「復活18」

イギリスのブレグジットといい、アメリカのトランプ政権発足といい、ここ最近の虎ノ門〜半蔵門ラインはすごいことになっている。そしてその真ん中に日本の国会がある。ちょっと距離はあるが、ホテルオークラから村上開新堂まで歩くと、その間に国会図書館や日枝神社などがあって飽きがこない。いい散歩道である。

世界の動きがクラシカルに戻ろうとしているのか、後退しようとしているのか、今のところわからない。一度は別の道にふれようとしているのは確かだが、いずれはどこかでまた、それなりの場所に落ち着くことを願っている。もちろん、大きな流れの中で見れば、どんな急激な変化も歴史の一部となっていく宿命にある。

しかし、いったいどうなっているのだ、と別の次元で驚かされたのは、先月のオーストラリアンオープンかもしれない。なにしろ、肉体的には衰えていくのみと思われていた往年のスターたちがスタミナの復活を果たして、男女ともに伝説のカードを実現させたのだから。(フェデラーはフルセット三度の勝利、そして、ビーナスの決勝進出は14年ぶり)

スポーツの世界では肉体的衰えは致命的のはずである。いくつもの過酷な戦いを終えた選手ほどその消耗は激しい。ところが、どうだ。この結果は。しかも、男子のベスト4のうち3人が、肉体的には不利といわれるシングルバックハンドなのだ。

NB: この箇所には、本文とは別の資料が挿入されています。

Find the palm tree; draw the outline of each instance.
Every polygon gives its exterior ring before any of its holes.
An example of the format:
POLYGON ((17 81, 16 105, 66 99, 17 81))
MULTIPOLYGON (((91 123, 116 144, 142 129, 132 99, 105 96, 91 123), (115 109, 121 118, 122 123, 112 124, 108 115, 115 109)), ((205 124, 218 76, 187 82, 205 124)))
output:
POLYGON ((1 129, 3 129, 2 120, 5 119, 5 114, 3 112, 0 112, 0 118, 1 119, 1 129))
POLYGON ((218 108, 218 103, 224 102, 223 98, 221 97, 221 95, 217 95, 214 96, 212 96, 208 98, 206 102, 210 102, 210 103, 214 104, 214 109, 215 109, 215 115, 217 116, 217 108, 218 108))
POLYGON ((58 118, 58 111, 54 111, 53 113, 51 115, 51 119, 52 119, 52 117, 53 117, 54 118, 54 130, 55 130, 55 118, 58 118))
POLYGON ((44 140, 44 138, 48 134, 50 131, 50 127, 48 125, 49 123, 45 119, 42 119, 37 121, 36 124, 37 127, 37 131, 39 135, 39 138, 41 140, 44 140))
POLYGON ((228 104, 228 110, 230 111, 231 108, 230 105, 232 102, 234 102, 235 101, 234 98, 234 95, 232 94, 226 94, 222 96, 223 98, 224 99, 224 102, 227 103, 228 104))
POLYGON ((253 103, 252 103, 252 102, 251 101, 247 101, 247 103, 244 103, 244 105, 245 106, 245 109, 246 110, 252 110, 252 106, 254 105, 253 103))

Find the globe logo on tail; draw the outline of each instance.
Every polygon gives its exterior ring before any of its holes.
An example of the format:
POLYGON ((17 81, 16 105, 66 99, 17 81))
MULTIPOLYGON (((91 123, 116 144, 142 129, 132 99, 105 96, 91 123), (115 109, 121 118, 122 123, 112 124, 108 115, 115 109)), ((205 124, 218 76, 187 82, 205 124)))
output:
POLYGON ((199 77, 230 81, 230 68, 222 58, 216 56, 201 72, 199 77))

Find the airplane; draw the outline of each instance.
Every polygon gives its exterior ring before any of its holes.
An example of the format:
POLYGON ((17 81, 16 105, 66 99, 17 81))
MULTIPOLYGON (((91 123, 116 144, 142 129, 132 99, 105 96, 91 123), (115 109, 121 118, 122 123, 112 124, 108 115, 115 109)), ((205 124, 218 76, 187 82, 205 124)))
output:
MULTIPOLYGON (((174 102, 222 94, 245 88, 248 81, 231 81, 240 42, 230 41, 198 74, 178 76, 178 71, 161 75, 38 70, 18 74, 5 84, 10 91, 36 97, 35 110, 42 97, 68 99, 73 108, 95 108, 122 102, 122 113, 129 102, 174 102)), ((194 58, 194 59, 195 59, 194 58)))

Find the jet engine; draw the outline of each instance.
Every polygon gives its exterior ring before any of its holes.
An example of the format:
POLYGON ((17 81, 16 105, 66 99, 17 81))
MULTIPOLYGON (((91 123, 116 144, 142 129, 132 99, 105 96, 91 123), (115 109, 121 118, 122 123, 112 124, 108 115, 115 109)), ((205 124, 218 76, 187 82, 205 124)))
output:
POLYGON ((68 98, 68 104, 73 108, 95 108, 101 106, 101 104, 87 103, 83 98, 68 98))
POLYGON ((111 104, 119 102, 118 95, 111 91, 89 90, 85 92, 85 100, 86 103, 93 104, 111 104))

まさか、テニスもクラシカルに戻ろうとしつつあるのだろうか。

テニスほどおもしろいスポーツはない、と個人的には思っている。その最大の理由が多様性である。ベスト10プレイヤーの国籍がすべて違う。(今回のフェデラーの復活劇で、スイスが二人になったけれども。それでも、わずか二人だ)こんなスポーツ、ほかにはない。